Shi Zhi, Tiwari Amit K, Shukla Suneet, Robey Robert W, Kim In-Wha, Parmar Smitaben, Bates Susan E, Si Qiu-Sheng, Goldblatt Curtis S, Abraham Ioana, Fu Li-Wu, Ambudkar Suresh V, Chen Zhe-Sheng
Department of Pharmaceutical Sciences, College of Pharmacy and Allied Health Professions, St. John's University, Jamaica, NY 11439, USA.
Biochem Pharmacol. 2009 Mar 1;77(5):781-93. doi: 10.1016/j.bcp.2008.11.007. Epub 2008 Nov 18.

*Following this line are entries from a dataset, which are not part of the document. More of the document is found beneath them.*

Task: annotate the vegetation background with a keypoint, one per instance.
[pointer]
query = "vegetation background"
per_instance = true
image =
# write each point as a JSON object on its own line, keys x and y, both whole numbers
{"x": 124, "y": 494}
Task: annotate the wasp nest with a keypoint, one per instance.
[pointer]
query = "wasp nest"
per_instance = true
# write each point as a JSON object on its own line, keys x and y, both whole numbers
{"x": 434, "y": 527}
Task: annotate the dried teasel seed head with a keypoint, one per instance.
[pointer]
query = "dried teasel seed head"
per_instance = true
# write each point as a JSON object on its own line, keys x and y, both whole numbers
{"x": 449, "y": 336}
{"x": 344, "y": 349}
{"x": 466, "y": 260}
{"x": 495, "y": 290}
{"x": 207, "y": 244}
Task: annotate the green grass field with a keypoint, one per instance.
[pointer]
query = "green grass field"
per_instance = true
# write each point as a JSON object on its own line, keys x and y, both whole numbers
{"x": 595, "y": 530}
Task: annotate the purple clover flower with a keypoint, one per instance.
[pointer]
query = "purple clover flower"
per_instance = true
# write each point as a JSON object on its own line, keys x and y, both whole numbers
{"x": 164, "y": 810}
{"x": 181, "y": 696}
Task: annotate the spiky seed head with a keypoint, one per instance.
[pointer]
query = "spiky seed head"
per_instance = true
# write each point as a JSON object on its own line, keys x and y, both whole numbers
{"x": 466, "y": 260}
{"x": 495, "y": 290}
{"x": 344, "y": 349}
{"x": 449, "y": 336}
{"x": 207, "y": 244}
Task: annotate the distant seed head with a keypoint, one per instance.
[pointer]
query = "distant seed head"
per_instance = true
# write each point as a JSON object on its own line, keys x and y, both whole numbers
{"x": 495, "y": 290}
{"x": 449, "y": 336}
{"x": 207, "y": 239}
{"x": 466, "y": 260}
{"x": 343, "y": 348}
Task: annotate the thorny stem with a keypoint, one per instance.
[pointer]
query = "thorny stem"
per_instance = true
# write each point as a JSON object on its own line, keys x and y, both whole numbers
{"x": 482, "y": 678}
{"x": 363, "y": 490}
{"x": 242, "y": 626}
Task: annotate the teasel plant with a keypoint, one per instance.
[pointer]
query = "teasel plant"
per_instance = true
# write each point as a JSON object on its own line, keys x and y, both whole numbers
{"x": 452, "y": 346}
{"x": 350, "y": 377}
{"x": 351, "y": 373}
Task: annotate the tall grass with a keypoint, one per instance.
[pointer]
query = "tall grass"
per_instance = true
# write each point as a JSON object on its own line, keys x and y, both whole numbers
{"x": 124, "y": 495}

The tyrphostin 4-(3-chloroanilino)-6,7-dimethoxyquinazoline (AG1478) is a potent and specific EGFR tyrosine kinase inhibitor (TKI); its promising pre-clinical results have led to clinical trials. Overexpression of ATP-binding cassette (ABC) transporters such as ABCB1, ABCC1 and ABCG2 is one of the main causes of multidrug resistance (MDR) and usually results in the failure of cancer chemotherapy. However, the interaction of AG1478 with these ABC transporters is still unclear. In the present study, we have investigated this interaction and found that AG1478 has differential effects on these transporters. In ABCB1-overexpressing cells, non-toxic doses of AG1478 were found to partially inhibit resistance to ABCB1 substrate anticancer drugs as well as increase intracellular accumulation of [3H]-paclitaxel. Similarly, in ABCG2-overexpressing cells, AG1478 significantly reversed resistance to ABCG2 substrate anticancer drugs and increased intracellular accumulation of [3H]-mitoxantrone as well as fluorescent compound BODIPY-prazosin. AG1478 also profoundly inhibited the transport of [3H]-E(2)17betaG and [3H]-methotrexate by ABCG2. We also found that AG1478 slightly stimulated ABCB1 ATPase activity and significantly stimulated ABCG2 ATPase activity. Interestingly, AG1478 did not inhibit the photolabeling of ABCB1 or ABCG2 with [125I]-iodoarylazidoprazosin. Additionally, AG1478 did not alter the sensitivity of parental, ABCB1- or ABCG2-overexpressing cells to non-ABCB1 and non-ABCG2 substrate drug and had no effect on the function of ABCC1. Overall, we conclude that AG1478 is able to inhibit the function of ABCB1 and ABCG2, with a more pronounced effect on ABCG2. Our findings provide valuable contributions to the development of safer and more effective EGFR TKIs for use as anticancer agents in the clinic.
tyrphostin 4-(3-氯苯胺基)-6,7-二甲氧基喹唑啉(AG1478)是一种强效且特异性的表皮生长因子受体(EGFR)酪氨酸激酶抑制剂(TKI);其在临床前研究中取得的良好结果已推动了临床试验的开展。ATP结合盒(ABC)转运蛋白如ABCB1、ABCC1和ABCG2的过表达是多药耐药(MDR)的主要原因之一,通常会导致癌症化疗失败。然而,AG1478与这些ABC转运蛋白之间的相互作用仍不清楚。在本研究中,我们对这种相互作用进行了研究,发现AG1478对这些转运蛋白具有不同的影响。在ABCB1过表达的细胞中,发现无毒剂量的AG1478可部分抑制对ABCB1底物抗癌药物的耐药性,并增加[3H] - 紫杉醇在细胞内的蓄积。同样,在ABCG2过表达的细胞中,AG1478可显著逆转对ABCG2底物抗癌药物的耐药性,并增加[3H] - 米托蒽醌以及荧光化合物BODIPY - 哌唑嗪在细胞内的蓄积。AG1478还可显著抑制ABCG2对[3H] - E(2)17βG和[3H] - 甲氨蝶呤的转运。我们还发现AG1478可轻微刺激ABCB1的ATP酶活性,并显著刺激ABCG2的ATP酶活性。有趣的是,AG1478不会抑制[125I] - 碘芳基叠氮哌唑嗪对ABCB1或ABCG2的光标记作用。此外,AG1478不会改变亲本细胞、ABCB1或ABCG2过表达细胞对非ABCB1和非ABCG2底物药物的敏感性,且对ABCC1的功能没有影响。总体而言,我们得出结论,AG1478能够抑制ABCB1和ABCG2的功能,对ABCG2的作用更为显著。我们的研究结果为开发更安全、更有效的EGFR TKIs作为临床抗癌药物提供了有价值的贡献。